Assis sur une chaise bancale, Gabriel, cheveux en bataille, lunettes épaisses, fringues déchirées. Un génie de l’informatique, incompris, rejeté, une goutte de sueur perlant sur son front. Ses doigts courent frénétiquement sur un clavier. Des lignes de code défilent à l’écran. Une tension palpable dans l’air.

La forêt semble retenir son souffle. Gabriel appuie sur une touche. L’écran s’illumine. Le décrypteur crache des symboles étranges. Une interface inconnue. Le langage des étoiles. Une communication extraterrestre. Enfin. Mais pourquoi avoir attendu aussi longtemps avant d’envoyer un message ?

Gabriel sourit, ses yeux brillant d’un éclat fiévreux, presque maniaque. Toute sa vie, il avait été sous-estimé, humilié, marginalisé. Maintenant, tout allait changer. Chaque civilisation, une proie potentielle. Le silence, une arme de protection. Et Garbriel savait. Il envoie un message de paix, un message séduisant.

La réponse est immédiate. Des lignes de lumière s’échappent de l’écran et dessinent une porte dans la cabane. Une décision à prendre. Un choix lourd de conséquences. Gabriel se lève et se dirige vers la porte. Hésitation. Un pas de plus. Les étoiles brillent, filent, défilent. Une planète rouge. Une atmosphère respirable. Une surface aride. Gabriel pose un pied dans le sable. Des montagnes à l’horizon. Des ruines. Des structures métalliques. Abandonnées.

Une lumière clignotante à l’entrée d’une grotte. Des murs gravés de symboles. Une salle immense. Des machines incompréhensibles. Des hologrammes d’êtres humanoïdes aux visages graves. Un message enregistré. Une histoire de survie. Une guerre interstellaire. Des prédateurs invisibles. La peur de l’extinction. Une décision de fuir, de se cacher, de rester silencieux.

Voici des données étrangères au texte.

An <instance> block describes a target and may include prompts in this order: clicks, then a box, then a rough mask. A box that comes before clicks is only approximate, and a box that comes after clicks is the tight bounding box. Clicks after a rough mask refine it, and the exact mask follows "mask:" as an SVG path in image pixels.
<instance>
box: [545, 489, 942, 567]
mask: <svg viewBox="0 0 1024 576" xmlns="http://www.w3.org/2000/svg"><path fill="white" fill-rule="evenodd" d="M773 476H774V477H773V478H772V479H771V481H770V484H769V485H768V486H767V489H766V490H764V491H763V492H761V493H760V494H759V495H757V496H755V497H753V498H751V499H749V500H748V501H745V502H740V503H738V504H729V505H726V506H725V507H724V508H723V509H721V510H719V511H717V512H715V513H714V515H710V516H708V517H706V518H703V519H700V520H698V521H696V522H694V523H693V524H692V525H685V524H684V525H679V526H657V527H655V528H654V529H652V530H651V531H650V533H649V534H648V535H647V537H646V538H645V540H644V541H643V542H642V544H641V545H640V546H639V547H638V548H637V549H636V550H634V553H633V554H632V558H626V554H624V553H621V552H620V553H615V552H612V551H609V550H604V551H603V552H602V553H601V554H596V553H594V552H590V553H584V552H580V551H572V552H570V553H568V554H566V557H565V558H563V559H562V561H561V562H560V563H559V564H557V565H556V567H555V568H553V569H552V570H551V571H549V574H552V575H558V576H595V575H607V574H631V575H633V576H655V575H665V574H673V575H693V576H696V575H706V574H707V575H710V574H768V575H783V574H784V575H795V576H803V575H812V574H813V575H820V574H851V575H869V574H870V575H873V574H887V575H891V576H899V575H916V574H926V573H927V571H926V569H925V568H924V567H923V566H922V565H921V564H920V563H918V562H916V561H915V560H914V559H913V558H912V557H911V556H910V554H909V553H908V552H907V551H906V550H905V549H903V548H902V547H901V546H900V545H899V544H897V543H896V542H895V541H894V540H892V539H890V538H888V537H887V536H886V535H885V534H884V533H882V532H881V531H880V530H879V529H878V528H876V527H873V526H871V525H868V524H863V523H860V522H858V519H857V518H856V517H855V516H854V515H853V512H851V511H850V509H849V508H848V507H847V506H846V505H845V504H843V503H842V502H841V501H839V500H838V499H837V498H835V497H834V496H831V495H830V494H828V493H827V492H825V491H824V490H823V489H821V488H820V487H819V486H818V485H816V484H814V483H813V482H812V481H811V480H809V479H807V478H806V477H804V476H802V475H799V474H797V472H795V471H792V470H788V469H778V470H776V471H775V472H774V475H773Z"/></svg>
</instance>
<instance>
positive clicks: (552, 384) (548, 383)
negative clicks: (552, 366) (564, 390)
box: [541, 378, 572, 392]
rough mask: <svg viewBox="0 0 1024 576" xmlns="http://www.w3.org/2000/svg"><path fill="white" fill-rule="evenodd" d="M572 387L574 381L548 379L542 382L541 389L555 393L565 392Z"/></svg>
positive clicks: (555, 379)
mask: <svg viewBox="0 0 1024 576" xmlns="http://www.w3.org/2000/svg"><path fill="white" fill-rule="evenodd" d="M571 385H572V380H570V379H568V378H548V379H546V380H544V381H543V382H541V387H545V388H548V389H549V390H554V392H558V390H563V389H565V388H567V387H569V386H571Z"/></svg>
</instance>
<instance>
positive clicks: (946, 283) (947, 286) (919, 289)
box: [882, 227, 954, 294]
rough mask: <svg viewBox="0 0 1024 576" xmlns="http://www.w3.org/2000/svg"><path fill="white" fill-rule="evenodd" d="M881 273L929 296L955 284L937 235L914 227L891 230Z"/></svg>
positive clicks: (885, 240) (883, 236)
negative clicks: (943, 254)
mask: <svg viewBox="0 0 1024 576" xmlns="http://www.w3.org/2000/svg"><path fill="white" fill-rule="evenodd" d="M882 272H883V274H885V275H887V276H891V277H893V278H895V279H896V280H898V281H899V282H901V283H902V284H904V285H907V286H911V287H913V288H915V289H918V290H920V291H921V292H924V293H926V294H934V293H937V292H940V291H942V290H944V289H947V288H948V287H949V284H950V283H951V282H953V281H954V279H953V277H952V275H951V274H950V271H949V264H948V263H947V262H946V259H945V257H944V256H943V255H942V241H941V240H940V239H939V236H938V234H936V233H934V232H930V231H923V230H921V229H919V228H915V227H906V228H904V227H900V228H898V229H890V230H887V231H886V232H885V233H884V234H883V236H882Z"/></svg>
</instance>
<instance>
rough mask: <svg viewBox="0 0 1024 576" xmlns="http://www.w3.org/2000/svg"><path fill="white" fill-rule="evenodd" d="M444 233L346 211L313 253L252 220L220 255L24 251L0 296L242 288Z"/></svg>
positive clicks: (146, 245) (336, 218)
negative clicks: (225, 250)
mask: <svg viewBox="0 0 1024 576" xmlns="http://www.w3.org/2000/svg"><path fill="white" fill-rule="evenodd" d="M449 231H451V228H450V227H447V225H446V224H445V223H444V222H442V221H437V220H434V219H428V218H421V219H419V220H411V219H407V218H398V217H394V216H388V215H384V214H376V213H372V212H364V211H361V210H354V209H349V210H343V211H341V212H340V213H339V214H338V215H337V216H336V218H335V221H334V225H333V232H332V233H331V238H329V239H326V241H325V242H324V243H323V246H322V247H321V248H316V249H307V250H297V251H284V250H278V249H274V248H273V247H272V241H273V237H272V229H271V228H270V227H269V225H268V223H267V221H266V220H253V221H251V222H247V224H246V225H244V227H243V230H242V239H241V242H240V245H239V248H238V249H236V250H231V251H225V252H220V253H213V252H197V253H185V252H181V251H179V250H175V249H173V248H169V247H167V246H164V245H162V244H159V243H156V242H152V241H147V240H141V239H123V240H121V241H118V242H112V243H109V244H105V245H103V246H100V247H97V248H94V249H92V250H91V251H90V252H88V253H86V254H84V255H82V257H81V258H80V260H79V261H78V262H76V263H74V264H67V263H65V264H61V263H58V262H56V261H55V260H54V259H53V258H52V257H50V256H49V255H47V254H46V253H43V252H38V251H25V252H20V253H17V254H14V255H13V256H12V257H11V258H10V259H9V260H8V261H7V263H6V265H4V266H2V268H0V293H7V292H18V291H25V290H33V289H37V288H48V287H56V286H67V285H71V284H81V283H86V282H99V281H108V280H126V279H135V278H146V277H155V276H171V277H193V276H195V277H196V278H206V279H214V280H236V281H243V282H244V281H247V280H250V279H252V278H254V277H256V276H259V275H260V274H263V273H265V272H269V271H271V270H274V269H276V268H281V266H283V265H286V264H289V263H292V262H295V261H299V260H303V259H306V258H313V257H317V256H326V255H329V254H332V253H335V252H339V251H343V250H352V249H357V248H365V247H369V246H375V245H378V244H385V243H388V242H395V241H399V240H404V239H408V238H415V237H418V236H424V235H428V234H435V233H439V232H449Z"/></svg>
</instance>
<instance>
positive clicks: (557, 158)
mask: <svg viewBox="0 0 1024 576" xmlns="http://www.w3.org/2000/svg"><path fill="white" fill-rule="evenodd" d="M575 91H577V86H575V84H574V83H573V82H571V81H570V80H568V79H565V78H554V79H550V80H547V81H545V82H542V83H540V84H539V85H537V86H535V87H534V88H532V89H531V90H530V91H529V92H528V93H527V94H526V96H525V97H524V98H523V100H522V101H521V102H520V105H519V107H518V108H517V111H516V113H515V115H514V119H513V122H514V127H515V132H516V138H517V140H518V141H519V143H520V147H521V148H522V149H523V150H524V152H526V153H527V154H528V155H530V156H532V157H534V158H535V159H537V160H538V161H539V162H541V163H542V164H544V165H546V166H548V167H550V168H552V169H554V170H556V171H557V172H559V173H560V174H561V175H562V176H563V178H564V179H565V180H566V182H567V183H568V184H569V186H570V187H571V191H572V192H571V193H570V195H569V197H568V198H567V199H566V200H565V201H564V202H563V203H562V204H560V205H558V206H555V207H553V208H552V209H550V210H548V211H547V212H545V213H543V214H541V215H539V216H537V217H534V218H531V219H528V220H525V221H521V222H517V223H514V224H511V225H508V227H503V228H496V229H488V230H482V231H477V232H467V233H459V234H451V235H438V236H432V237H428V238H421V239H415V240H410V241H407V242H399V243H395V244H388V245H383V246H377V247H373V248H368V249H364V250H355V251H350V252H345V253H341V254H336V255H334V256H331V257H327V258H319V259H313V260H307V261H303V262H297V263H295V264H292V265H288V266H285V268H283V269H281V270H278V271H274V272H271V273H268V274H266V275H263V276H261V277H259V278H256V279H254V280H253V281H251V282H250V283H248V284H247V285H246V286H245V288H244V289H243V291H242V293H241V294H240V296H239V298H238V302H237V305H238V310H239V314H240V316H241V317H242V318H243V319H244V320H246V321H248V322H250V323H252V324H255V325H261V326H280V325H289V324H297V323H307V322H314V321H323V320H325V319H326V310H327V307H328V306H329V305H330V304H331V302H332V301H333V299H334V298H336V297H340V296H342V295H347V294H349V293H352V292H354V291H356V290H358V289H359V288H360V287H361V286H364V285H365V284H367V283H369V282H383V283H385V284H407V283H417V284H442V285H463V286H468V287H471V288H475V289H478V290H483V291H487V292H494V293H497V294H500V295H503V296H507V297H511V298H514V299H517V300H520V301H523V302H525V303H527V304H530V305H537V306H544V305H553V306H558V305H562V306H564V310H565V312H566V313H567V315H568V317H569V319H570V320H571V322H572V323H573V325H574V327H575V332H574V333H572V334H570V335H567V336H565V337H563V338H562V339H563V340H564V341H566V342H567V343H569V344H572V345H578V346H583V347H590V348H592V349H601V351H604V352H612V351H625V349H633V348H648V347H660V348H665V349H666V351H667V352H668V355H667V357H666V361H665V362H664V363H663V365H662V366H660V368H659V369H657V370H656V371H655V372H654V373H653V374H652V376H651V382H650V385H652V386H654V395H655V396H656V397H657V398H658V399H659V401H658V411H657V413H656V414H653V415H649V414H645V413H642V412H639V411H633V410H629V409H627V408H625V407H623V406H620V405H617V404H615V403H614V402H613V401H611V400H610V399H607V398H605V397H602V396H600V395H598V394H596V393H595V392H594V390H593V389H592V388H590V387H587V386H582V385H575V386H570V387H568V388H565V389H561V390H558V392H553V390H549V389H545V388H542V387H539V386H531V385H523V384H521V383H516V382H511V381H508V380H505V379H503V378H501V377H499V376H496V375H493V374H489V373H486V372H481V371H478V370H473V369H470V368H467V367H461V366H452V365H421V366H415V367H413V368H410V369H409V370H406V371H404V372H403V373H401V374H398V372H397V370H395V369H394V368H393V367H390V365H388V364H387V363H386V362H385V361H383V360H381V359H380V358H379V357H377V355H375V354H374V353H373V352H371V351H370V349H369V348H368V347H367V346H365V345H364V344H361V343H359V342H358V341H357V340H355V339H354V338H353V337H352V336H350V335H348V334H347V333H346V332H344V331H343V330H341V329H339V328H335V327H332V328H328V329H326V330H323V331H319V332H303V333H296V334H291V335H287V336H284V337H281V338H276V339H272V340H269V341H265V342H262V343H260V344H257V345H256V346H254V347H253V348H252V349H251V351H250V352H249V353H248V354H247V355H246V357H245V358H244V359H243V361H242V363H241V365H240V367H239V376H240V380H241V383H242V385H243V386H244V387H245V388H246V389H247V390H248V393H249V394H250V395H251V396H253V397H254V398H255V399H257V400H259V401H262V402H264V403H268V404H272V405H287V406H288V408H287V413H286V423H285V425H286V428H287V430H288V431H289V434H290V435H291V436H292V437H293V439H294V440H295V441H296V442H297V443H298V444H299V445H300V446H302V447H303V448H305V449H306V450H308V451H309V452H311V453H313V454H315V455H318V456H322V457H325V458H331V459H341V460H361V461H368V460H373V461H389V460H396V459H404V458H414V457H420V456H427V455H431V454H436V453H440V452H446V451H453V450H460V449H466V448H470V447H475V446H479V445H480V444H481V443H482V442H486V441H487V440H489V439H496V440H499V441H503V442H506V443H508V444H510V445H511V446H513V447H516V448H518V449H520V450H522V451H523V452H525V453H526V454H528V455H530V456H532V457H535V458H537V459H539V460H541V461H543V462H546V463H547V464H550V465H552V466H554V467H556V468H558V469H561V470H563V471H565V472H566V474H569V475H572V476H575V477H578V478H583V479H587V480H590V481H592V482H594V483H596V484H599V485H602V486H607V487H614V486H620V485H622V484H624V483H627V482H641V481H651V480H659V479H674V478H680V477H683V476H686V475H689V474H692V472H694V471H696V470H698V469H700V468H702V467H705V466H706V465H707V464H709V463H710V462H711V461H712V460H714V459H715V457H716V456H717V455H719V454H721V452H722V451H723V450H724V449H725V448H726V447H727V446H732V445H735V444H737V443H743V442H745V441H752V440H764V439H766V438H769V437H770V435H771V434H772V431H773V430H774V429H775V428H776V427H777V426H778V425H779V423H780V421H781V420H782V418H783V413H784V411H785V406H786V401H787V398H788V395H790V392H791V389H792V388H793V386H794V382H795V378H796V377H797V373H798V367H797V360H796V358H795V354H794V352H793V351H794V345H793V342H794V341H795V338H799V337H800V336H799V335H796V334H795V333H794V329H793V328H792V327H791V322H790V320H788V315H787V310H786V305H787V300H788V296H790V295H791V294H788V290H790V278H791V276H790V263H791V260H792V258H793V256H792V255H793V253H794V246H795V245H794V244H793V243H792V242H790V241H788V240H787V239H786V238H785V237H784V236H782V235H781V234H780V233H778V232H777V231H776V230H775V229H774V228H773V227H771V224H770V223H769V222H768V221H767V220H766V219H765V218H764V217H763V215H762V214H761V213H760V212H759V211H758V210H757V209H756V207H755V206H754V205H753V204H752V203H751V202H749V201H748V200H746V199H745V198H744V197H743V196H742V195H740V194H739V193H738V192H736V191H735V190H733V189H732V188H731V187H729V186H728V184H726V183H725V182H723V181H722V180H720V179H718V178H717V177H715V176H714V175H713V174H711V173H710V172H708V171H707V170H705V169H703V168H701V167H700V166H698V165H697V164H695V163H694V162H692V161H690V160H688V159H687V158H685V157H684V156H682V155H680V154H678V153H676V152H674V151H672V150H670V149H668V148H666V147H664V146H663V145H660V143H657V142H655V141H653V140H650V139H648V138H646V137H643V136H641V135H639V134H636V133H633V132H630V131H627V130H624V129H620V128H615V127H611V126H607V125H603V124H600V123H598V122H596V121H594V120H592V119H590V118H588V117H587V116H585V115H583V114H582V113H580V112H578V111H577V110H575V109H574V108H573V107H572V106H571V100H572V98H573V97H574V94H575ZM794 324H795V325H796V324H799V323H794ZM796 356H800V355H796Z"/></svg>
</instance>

Gabriel fouille, ses yeux brûlant d’une avidité insatiable. Des données, des plans. Des solutions aux problèmes de l’humanité. Et à tous les problèmes de Gabriel. Mais aussi un avertissement. Le silence, une protection. La porte s’ouvre à nouveau. Gabriel la franchit. La planète disparaît. Plongée vers la Terre, la forêt, la cabane. Un sentiment d’accomplissement, mais aussi de peur. Le début d’une nouvelle ère. Une ère de connaissances, mais aussi de dangers. Gabriel ne peut conserver son secret pour lui. Il n’en a pas la force. Il n’est pas fait pour être le méchant de l’Histoire.